Outside of his jobs as a performer and writer, Hearn has spearheaded the formation of Kinsey Fail, an LGBTQ improv troupe.
“The entire reason behind it is I just want to see more queer performers out onstage,” he said. In addition to a rotating cast of 12 to 15 improvisers, Kinsey Fail also runs “an LGBTQ safe space drop-in for people who want to try improv for the first time.”
“It’s the best queer performers in the city all performing together for what tends to be also an entirely queer audience,” Hearn said, and added, “It’s just letting people recognize that they can see themselves onstage and in turn the stage reflects the audience.”
In addition to his sketch and improv work, Hearn is currently in rehearsal for the Second City’s Miracle on Mercer Street.
“It’s about a 13-year-old girl who goes to visit a town called Hollydale where not everybody’s like her, not everybody celebrates Christmas,” Hearn said. “So she’s learning about all of the different types of holidays that happen at that time of year in a fun way with puppets and songs.”
Hearn believes that highlighting these differences as good is important, especially given the current political climate.

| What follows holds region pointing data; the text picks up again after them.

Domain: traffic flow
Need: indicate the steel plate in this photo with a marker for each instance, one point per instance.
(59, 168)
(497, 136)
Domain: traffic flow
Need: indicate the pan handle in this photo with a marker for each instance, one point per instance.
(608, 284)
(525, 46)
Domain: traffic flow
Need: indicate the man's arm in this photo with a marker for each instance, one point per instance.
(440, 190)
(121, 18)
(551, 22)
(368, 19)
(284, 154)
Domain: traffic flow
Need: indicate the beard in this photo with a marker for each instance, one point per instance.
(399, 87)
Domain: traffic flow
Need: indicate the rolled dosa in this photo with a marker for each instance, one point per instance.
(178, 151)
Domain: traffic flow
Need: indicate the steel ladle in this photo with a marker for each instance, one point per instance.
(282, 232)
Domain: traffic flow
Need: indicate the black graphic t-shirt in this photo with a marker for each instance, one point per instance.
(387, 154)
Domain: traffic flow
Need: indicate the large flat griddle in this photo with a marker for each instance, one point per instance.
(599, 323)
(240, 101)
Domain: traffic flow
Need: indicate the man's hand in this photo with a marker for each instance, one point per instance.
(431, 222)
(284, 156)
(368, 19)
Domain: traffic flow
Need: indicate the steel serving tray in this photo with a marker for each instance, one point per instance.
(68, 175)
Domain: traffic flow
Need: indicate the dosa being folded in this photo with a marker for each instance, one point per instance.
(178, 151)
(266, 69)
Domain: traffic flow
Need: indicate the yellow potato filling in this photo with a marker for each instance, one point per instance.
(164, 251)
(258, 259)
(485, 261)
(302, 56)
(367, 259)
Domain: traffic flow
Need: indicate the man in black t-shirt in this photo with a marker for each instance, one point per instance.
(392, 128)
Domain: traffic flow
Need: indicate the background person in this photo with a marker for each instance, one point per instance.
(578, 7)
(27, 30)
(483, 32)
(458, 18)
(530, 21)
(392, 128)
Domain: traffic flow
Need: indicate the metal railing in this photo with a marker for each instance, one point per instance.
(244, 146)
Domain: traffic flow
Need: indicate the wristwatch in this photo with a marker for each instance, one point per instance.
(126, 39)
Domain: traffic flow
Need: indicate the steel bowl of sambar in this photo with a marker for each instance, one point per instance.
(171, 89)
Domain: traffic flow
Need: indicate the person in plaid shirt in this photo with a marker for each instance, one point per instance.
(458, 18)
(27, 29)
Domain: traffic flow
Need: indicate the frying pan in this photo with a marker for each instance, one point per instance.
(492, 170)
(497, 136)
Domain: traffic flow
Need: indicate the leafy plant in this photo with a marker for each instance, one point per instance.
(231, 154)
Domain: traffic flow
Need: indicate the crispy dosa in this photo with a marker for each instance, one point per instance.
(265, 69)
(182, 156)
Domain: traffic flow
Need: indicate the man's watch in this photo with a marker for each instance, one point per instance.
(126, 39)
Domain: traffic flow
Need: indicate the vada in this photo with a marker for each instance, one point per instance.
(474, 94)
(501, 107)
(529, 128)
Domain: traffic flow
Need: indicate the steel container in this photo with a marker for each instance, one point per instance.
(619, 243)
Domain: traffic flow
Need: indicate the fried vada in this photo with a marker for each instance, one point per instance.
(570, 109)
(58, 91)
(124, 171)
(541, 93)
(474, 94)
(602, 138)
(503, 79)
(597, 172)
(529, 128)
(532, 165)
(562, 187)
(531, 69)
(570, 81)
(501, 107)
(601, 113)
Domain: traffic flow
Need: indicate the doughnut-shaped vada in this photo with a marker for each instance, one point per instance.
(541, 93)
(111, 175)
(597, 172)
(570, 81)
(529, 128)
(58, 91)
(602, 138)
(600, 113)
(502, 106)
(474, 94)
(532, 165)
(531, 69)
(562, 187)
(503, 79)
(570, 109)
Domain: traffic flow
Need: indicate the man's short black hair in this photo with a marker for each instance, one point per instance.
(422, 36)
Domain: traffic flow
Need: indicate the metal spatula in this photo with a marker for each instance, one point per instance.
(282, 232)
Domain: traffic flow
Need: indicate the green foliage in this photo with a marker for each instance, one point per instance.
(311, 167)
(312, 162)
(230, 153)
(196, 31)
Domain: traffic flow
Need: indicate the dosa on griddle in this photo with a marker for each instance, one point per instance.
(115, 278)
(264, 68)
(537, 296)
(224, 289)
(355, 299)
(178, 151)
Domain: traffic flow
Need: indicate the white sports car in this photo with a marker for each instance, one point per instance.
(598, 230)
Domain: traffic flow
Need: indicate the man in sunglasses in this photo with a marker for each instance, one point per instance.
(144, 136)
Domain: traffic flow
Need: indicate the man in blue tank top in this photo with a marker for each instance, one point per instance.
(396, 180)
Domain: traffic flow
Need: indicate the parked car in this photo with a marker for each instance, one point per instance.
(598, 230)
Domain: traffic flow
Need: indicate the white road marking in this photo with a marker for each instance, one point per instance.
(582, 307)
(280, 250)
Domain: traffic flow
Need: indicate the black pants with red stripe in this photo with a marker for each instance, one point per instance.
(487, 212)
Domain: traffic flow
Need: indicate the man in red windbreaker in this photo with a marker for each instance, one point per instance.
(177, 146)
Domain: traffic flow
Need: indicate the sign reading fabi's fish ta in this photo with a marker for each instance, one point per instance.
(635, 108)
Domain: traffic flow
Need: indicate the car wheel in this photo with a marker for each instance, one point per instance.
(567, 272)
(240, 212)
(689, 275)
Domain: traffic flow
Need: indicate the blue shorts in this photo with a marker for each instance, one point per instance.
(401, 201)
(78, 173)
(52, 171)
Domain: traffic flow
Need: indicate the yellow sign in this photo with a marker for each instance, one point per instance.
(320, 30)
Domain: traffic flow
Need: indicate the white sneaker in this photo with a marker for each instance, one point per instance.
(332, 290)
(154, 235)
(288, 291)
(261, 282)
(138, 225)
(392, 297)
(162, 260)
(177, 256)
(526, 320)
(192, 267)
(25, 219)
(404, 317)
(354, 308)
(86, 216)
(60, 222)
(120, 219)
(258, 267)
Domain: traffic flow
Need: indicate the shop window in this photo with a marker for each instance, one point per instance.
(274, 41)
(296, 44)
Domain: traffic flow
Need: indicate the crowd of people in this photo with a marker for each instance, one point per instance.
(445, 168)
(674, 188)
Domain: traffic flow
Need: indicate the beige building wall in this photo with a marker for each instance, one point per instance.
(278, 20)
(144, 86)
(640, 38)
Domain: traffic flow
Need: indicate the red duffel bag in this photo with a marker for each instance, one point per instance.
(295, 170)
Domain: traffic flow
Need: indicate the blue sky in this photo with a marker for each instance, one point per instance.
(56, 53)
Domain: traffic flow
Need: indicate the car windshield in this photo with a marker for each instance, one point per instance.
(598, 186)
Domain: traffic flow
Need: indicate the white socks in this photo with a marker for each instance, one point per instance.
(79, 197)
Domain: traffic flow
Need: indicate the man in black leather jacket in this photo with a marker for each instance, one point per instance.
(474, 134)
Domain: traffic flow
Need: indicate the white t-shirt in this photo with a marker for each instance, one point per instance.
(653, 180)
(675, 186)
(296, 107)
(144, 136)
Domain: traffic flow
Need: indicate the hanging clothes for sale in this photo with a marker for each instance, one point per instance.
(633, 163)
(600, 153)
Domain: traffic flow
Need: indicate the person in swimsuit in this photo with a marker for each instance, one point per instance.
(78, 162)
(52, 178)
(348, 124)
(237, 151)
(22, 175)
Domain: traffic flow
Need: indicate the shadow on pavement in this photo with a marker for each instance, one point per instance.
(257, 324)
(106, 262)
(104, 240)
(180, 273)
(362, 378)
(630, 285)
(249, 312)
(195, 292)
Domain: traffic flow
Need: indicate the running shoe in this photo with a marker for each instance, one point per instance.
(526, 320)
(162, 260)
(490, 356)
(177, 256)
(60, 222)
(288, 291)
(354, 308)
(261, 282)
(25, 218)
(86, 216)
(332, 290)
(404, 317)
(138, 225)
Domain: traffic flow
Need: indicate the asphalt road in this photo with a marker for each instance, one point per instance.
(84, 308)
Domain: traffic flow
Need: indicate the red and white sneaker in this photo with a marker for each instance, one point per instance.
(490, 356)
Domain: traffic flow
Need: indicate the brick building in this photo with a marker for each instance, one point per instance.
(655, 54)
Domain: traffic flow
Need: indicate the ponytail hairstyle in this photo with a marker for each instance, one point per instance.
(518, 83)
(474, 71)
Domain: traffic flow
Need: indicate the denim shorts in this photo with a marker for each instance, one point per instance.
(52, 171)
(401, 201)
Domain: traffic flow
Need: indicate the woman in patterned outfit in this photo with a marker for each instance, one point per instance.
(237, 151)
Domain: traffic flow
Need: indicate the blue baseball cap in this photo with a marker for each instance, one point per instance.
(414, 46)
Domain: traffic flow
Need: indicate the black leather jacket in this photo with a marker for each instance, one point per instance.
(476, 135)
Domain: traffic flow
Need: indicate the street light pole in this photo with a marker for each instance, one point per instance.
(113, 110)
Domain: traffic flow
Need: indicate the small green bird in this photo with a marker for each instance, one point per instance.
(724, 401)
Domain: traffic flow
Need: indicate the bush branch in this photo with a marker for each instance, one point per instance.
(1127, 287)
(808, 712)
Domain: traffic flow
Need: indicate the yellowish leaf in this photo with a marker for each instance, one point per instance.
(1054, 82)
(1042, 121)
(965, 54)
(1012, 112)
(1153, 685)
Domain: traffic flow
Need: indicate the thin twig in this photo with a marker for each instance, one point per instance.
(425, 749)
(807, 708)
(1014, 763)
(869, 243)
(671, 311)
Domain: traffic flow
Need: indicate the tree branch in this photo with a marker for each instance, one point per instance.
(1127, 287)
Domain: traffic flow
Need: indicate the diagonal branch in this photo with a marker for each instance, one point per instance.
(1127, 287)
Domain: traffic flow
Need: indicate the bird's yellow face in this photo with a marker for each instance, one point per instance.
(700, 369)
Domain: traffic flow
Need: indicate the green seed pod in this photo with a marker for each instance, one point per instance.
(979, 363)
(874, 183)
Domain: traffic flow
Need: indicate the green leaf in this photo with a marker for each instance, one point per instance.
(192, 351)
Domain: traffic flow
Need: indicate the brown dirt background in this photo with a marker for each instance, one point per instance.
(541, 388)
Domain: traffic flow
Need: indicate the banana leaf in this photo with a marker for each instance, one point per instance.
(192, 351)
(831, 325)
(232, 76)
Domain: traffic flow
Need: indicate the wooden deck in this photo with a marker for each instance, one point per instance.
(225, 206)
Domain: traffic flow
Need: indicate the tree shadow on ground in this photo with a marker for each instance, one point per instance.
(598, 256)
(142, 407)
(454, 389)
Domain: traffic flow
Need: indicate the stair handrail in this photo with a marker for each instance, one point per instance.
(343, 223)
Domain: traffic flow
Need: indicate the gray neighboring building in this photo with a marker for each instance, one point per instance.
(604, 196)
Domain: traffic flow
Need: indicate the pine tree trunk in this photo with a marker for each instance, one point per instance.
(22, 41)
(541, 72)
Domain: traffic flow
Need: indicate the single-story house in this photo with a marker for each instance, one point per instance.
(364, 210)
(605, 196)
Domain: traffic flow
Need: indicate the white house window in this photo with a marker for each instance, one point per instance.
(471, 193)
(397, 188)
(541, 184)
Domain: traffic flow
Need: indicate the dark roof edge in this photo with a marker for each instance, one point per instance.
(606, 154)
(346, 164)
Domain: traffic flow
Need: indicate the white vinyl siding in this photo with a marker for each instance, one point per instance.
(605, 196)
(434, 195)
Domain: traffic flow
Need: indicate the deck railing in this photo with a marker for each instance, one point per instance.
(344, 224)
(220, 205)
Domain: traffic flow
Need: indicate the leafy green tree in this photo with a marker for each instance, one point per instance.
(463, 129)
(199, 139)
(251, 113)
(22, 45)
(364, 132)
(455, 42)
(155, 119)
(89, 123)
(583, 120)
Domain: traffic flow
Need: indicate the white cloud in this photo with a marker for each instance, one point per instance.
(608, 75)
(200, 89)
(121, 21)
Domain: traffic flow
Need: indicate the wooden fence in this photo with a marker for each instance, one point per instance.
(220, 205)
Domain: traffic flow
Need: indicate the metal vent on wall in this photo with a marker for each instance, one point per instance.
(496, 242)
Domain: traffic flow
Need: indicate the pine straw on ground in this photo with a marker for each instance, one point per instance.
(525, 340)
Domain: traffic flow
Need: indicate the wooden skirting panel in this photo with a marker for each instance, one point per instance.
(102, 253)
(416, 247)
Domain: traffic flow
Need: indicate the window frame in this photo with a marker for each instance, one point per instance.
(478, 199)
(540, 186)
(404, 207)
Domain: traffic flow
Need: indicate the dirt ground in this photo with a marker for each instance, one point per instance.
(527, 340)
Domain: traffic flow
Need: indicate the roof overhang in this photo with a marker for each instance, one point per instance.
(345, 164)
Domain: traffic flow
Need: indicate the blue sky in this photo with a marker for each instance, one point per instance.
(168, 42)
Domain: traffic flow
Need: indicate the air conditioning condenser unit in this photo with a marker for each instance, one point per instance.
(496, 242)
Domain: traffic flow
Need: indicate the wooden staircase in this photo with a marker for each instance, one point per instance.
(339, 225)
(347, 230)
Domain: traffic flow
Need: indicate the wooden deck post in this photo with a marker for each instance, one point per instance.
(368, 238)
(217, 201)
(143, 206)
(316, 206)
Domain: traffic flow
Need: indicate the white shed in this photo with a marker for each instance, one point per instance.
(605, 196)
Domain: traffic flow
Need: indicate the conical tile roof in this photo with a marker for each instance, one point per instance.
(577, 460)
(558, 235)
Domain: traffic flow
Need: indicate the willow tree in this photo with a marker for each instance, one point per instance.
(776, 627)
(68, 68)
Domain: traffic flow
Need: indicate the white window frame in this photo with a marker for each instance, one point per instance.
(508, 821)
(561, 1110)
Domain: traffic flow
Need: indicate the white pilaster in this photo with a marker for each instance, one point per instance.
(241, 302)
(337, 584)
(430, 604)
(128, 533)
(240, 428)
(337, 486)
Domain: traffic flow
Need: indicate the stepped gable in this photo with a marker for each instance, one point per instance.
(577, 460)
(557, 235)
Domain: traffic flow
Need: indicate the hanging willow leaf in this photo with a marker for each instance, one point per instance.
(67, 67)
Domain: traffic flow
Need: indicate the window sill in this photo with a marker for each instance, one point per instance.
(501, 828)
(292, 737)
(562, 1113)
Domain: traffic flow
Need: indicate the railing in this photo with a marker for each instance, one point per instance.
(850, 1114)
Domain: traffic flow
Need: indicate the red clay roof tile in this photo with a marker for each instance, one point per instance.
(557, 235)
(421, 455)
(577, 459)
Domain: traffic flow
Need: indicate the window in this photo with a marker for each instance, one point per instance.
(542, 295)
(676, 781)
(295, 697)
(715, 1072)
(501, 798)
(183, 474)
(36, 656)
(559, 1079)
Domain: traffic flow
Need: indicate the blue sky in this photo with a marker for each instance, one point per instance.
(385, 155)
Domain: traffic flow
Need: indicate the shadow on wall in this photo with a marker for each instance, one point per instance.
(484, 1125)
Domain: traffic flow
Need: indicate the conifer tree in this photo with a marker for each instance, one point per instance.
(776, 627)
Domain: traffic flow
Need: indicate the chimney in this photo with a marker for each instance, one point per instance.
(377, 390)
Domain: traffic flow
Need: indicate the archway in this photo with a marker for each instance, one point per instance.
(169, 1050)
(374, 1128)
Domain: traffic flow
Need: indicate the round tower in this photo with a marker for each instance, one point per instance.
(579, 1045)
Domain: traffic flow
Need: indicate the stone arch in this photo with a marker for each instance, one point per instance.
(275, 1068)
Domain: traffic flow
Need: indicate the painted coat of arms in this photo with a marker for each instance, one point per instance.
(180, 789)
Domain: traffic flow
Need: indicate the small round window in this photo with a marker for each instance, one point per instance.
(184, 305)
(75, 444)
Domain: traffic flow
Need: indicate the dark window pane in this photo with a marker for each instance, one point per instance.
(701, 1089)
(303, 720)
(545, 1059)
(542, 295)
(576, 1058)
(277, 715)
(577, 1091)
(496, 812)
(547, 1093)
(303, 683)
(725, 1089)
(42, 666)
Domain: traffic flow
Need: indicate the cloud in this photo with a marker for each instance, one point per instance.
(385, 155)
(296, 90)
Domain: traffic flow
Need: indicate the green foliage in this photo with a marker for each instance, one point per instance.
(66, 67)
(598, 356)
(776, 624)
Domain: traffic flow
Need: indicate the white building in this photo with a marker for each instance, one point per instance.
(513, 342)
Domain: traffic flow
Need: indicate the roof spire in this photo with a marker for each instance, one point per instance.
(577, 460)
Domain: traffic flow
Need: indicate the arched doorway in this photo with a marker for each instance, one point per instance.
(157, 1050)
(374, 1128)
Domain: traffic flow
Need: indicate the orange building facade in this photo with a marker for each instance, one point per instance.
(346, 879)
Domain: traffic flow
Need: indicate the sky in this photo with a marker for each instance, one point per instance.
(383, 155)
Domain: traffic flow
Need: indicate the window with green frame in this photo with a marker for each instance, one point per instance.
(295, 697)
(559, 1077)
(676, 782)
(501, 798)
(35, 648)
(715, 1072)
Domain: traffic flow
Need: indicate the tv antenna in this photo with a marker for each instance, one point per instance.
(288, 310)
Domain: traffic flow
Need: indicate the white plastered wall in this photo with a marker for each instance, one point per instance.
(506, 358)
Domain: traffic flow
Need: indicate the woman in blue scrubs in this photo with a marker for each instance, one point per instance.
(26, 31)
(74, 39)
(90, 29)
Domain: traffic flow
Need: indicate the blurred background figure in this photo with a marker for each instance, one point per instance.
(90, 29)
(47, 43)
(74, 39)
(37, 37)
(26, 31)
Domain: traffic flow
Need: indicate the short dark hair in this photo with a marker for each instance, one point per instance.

He said, “I think it’s a good message right now for young people in the world that we live in to realize that not everybody has to be the same and that’s okay.”
He is also excited by the opportunity to work with the Second City, which will be his first time doing so in a professional capacity. He said, “It’s something that I’ve wanted to do for a very long time and it’s coming true.”
Despite how busy he is as an artist, Hearn wants current drama students “to know that it’s okay to take a break.”
“Nothing goes away,” he said. “If you take a break, it’s not like you’re going to come back and people aren’t going to remember who you are. It makes you a better performer when you take a step back and look at the world.” He also stressed the importance of learning through doing, something he learned in his time at Mt. A.
“It’s important to realize that it’s okay to make mistakes. You’re not going to figure it out in your first go,” Hearn said. “It’s realizing that everything is in motion constantly and just riding that wave is really important.”